About 50 Democratic members stayed away from the event, during which Netanyahu warned members that a nuclear deal being negotiated between the United States and Iran would threaten Israel's security.

“Some people feel the prime minister should not be here at this time, because in a couple weeks there will be an election in Israel," Republican Lindsey Graham said. "My business is to find out what's best for America when it comes to defending our nation. I do not think I can adequately do my job if I do not hear from the prime minister of Israel."

Netanyahu said Iran and its leaders pose a threat not only to Israel and the Middle East, but also to nations worldwide and called for action over Iran's nuclear program.

"Iran's regime poses a grave threat, not only to Israel but also to the peace of the entire world," he said in remarks to the U.S. Congress.

Iran sanctions

He has said he thinks the so-called P5+1 group of global powers is planning to ease international sanctions without the ironclad safeguards needed to deny Tehran a nuclear bomb.

"If the deal now being negotiated is accepted by Iran, that deal will not prevent Iran from developing nuclear weapons -- it will all but guarantee that Iran will get those nuclear weapons -- lots of them," Netanyahu said.

The U.S. administration says that is just not true, and warned that Netanyahu could unravel the negotiations if he mobilizes U.S. lawmakers in the Republican-held Congress against it.

Democratic Senator Dick Durbin said earlier Tuesday, "We [Democrats and Republicans] are in common purpose: to stop the development of a nuclear Iran.
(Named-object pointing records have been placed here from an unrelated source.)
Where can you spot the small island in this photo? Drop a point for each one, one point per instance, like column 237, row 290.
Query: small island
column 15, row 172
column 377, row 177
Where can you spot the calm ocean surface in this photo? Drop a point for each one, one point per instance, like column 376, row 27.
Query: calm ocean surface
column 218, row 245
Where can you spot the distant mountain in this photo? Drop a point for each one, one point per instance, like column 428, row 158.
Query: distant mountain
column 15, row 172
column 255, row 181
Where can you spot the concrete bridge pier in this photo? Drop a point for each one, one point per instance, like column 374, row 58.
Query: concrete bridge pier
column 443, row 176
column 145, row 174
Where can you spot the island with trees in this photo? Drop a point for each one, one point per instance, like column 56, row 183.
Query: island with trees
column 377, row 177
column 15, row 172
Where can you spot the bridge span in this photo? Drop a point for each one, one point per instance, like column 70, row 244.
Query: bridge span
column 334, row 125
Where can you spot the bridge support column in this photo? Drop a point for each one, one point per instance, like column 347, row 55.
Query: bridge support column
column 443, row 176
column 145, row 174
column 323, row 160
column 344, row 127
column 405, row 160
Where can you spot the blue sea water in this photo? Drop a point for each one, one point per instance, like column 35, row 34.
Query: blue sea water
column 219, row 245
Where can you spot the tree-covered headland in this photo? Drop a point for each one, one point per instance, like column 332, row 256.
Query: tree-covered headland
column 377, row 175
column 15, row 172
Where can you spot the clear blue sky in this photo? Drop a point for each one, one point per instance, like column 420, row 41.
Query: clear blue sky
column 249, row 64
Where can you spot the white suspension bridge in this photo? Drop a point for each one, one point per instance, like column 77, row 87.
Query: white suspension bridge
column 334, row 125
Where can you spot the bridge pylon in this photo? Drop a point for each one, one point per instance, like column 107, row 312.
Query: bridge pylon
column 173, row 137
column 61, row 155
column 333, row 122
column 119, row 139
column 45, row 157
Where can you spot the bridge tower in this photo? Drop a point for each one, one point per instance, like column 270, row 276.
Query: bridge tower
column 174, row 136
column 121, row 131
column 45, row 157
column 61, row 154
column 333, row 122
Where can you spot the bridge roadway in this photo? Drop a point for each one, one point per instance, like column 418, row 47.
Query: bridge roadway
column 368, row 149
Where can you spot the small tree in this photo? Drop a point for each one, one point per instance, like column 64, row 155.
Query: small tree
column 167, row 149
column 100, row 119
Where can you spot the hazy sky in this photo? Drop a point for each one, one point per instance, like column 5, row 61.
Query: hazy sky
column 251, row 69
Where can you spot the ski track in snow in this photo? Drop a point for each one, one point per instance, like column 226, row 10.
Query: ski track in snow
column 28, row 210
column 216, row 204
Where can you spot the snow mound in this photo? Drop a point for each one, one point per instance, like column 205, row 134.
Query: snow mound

What troubles me greatly are the criticisms I have heard on this floor about the Obama administration and this issue. President Obama has made it clear from the start: he is opposed to having a nuclear Iran,” Durbin said.

“In fact, it was President Obama who really brought together the sanctions regime that is working to bring Iran to the negotiating table. ... We have to concede the obvious: were it not for the president's dogged determination, we would not have this alliance, this coalition imposing sanctions on Iran today that have made a difference,” he added.

Iran's Foreign Minister Mohammad Javad Zarif said Tuesday that Netanyahu is trying to affect negotiations over Iran's nuclear program with his upcoming address to both chambers of the U.S. Congress.

“He's trying to, and I don't think trying to create tension and conflict helps anyone,” Zarif said to CNN outside talks in Switzerland with U.S. Secretary of State John Kerry.

State Department spokeswoman Marie Harf warned Netanyahu against revealing details of the deal shared in confidence in classified briefings with the Israelis.

"Any release of any kind of information like that would, of course, betray that trust," she said Monday.

Earlier Tuesday, White House senior adviser Valerie Jarrett suggested Obama would not watch the speech, telling MSNBC, "He's got a full day today."

Obama is scheduled to take part in a video conference with European leaders on the Ukraine crisis at 11:30 a.m. EST (1630 GMT), half an hour after the Israeli leader began speaking.